2011 is the year for weddings; for brides to walk down the aisle and become princesses. But we all know that every bride is a princess on her wedding day. Maybe the dress is hired and has no designer label, maybe the neighbour did her hair and a friend took the photographs, but every woman on her wedding day, royal or not, is radiantly beautiful in her own way.
And every wedding tells a story. Sometimes it’s the dream-come-true fairy tale story of a commoner who meets a prince, sometimes it’s the boy next door who gets his girl – and sometimes it’s what you do because it’s one of the last things you’ll do and you know it’s the right thing to do.
This is a story set in poverty. You may wish to hope, because many fairy tales have their beginnings in this setting, that this might be a rags-to-riches story, but you will be disappointed. The bride and groom both come from a low-cost housing area, where unemployment and crime are the ragged, ever-present neighbours in the treeless streets of row upon row of identical houses and blocks of apartments. The grinding reality of poverty is that it is frequently undergirded by disease, and for some, a disease without cure. At Helderberg Hospice we say that where there is no longer a cure, we have a special way to care, and sometimes that care includes more than just medication – it means helping to make dreams come true, even dreams of a beautiful dress of satin and lace…
Lorraine personifies the message that a diagnosis of HIV does not have to be a death sentence. First referred to Helderberg Hospice in 2002 as a patient with a poor prognosis, she has been able to maintain a good quality of health and life and has been an active member of the Hospice support group in her area. The relentless track of the disease meant that she had to go onto anti-retroviral treatment two years ago, but her compliance with the medication regime coupled with prudent lifestyle choices, has given her the opportunity to enjoy a level of health many would have thought impossible when she first came onto the Hospice programme. She has even been able to give birth to a daughter, who with the benefit of the State programme to prevent the mother-to-child transmission of HIV/Aids, is healthy and free of the disease. And also the reason for the wedding plans…
Lorraine’s partner of the last six years is Mervin and his story is a very different one to that of hers. He too faces a life-threatening disease, but one with potentially a very different outcome to HIV/Aids. TB can be cured but only if the patient completes the treatment programme of many months and takes care to live a healthy lifestyle. TB and HIV/Aids are sinister allies, with the latter making fertile ground for the former and it is frequently the complications of TB that cause death for the immune-compromised HIV patient. Mervin is a man who, like many, thought he could beat TB his own way and he repeatedly defaulted on his medication, to the point that the virus has become resistant to the barrage of drugs that seek to restore his ragged health. The file at the TB clinic that bears Mervin’s name has the terrible letters XDR printed boldly on it – Extreme Drug Resistant. The extent of Mervin’s disease is such that he can no longer live at home. He has been placed in a TB treatment centre in Cape Town where he awaits what will be the inevitable end of his life. After his admission there, Mervin realized that what he really wanted to do, more than anything else, was to be married to Lorraine and be the legal father to his daughter.

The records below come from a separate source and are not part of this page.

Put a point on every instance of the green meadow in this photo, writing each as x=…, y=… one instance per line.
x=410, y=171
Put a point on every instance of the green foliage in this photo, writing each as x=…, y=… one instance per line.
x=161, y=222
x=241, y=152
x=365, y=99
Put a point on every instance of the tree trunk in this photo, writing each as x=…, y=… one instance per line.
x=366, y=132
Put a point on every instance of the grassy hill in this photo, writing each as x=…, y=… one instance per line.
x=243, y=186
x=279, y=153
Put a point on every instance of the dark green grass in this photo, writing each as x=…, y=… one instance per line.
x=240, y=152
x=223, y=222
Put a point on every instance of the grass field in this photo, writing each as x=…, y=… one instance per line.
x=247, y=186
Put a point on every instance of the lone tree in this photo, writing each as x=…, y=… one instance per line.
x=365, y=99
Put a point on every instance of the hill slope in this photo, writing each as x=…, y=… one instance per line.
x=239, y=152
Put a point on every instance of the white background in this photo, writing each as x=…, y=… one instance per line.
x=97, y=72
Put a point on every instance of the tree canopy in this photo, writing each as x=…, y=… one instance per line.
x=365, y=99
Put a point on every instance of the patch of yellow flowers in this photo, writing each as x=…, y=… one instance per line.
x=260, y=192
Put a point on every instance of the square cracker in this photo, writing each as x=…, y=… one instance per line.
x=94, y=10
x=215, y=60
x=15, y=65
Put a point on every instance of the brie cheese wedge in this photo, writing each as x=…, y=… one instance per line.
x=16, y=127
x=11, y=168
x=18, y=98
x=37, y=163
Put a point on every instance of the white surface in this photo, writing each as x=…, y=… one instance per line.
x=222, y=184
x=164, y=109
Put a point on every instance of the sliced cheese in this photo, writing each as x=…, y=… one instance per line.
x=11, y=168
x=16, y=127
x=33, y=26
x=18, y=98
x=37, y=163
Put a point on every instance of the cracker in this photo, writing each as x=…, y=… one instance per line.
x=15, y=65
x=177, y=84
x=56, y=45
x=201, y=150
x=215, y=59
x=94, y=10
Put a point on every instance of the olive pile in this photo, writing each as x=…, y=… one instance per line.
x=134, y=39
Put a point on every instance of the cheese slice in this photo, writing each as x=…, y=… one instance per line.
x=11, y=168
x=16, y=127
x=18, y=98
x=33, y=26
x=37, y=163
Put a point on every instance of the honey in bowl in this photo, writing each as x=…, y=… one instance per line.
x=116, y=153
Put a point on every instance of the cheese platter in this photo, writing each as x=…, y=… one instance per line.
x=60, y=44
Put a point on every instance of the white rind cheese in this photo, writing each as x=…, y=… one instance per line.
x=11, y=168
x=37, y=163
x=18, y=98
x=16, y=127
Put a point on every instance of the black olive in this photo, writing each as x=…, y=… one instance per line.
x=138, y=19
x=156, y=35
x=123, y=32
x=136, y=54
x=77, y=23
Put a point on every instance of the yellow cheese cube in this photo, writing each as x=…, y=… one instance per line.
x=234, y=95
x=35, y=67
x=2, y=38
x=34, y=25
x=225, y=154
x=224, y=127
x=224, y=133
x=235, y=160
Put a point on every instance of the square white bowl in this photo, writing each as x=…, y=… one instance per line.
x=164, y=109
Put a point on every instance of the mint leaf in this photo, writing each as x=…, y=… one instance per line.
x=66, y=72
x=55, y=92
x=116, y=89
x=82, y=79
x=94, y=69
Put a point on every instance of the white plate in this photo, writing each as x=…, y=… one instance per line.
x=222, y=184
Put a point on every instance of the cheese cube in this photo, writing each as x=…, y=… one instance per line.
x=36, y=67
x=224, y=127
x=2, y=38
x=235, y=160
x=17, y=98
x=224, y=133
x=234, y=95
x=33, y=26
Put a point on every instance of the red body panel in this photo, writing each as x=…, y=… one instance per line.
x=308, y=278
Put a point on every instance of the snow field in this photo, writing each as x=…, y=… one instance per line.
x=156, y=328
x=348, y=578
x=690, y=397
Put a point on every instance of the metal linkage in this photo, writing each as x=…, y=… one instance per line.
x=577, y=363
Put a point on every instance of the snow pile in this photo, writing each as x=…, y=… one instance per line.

And so, a wedding was organized – family, friends and neighbours came together to make a day of special importance for this couple. Mervin was able to come home for the weekend; Lorraine had her hair done and donned the dress of her dreams. They became a prince and princess for the day, bound by their promises to love as long as they live.
It is remarkable that in all the time that Mervin gambled with his health, Lorraine steadfastly stuck with her life-giving regime of medication, good nutrition and careful lifestyle choices. One of the major differences in their lives is the role that Helderberg Hospice has played. Lorraine, as an HIV+ patient with an initially poor prognosis, was referred early on for counselling and support, but TB patients are not referred to Hospice until they are deemed incurable and are on death’s door. The care of Helderberg Hospice has made the difference for Lorraine. It is the difference between life and death.